The studios reacted by trying to imitate the formula even if they didn’t understand it. Suddenly all the studios were approving films with young directors, usually with stories related to rebellious, drug-using, sexually-active young people. And most flopped, miserably. The formula was nearly impossible to duplicate.

Schneider’s BBS Productions did show some success during the 70s. Bob Rafelson made “Five Easy Pieces,” with Nicholson in the lead, which scored both critical raves, awards and good grosses. The following year, “The Last Picture Show” did even better. But other films like Columbia’s “Drive, He Said,” “The King of Marvin Gardens,” and “A Safe Place” all flopped. Hopper went on to make five more conventional films, with pro-cop movie “Colors” something of a hit.

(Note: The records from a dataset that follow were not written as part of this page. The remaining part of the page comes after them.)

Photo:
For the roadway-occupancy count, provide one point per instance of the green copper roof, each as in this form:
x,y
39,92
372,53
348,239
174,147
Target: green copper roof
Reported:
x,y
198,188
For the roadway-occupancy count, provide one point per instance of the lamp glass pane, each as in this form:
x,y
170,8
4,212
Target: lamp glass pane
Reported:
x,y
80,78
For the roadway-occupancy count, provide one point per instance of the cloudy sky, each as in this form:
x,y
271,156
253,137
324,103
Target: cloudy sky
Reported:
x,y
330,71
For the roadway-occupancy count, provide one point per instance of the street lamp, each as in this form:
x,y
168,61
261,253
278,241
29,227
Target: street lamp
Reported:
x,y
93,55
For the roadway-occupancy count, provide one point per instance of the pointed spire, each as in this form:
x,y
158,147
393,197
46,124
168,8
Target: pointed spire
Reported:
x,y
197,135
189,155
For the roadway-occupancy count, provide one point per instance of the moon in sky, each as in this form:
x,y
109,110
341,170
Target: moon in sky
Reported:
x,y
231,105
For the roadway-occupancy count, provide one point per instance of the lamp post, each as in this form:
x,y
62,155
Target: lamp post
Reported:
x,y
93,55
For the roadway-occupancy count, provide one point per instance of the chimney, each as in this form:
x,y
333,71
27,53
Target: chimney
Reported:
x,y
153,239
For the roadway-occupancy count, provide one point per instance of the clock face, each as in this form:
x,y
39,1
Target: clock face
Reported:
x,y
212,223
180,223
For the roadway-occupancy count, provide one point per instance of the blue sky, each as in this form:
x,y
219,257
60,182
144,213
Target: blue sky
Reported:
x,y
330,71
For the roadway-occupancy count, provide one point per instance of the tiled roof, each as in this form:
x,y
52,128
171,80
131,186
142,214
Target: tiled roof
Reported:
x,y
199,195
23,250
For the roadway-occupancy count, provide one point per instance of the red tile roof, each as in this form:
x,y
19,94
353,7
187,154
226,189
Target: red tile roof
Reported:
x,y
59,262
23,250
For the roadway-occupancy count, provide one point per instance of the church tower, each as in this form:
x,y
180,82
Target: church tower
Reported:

Universal, the most conservative, reactionary, and creatively stilted studio, with its feet firmly planted television, had no idea how to respond to “Easy Rider.” Lew Wasserman gave young music label executive Ned Tanen carte blanche to find young directors and give them limited budgets. Among them were Dennis Hopper and Peter Fonda. The former went to South America and made “The Last Movie,” a legendary fiasco. The more disciplined Fonda directed “The Hired Hand,” a quiet Western, which also met with near total disinterest. Tanen went on to greenlight George Lucas’s second feature “American Graffiti,” which thanks to producer Francis Ford Coppola, was released with the support it needed and ended up grossing (an adjusted) $600 million.

A star is born

The biggest long-term beneficiary from “Easy Rider”? Jack Nicholson. This journeyman Roger Corman grad and sometime screenwriter was cast in the role of an ACLU lawyer who helps the two lead characters as they get into trouble after Hopper pulled a knife on Rip Torn. Nicholson garnered universal praise for his role, multiple awards, an Oscar nomination (the other for the film was screenplay), and an immediate boost to leading man. After a few uneven years (high points were “Carnal Knowledge” and “Five Easy Pieces”) he finally established himself as a big draw in “The Last Detail” and “Chinatown.”

And…rock soundtracks

A key part of the film’s success was the decision to spend perhaps triple its original budget on current hit songs on the soundtrack. Using otherwise unconnected songs on a score had been a big part of the success with “The Graduate” (mostly Simon and Garfunkel). Here, current songs matched to footage during the editing played so well that initial plans to have Crosby, Stills, Nash and Young compose the score were ditched.

The songs, including top numbers from Jimi Hendrix, Steppenwolf, the Byrds, the Band, and others as much as anything defined the film’s image. The unrelated hit single soundtrack was widely imitated, and is still commonplace. This, along with Nicholson’s career, could be the film’s biggest legacy.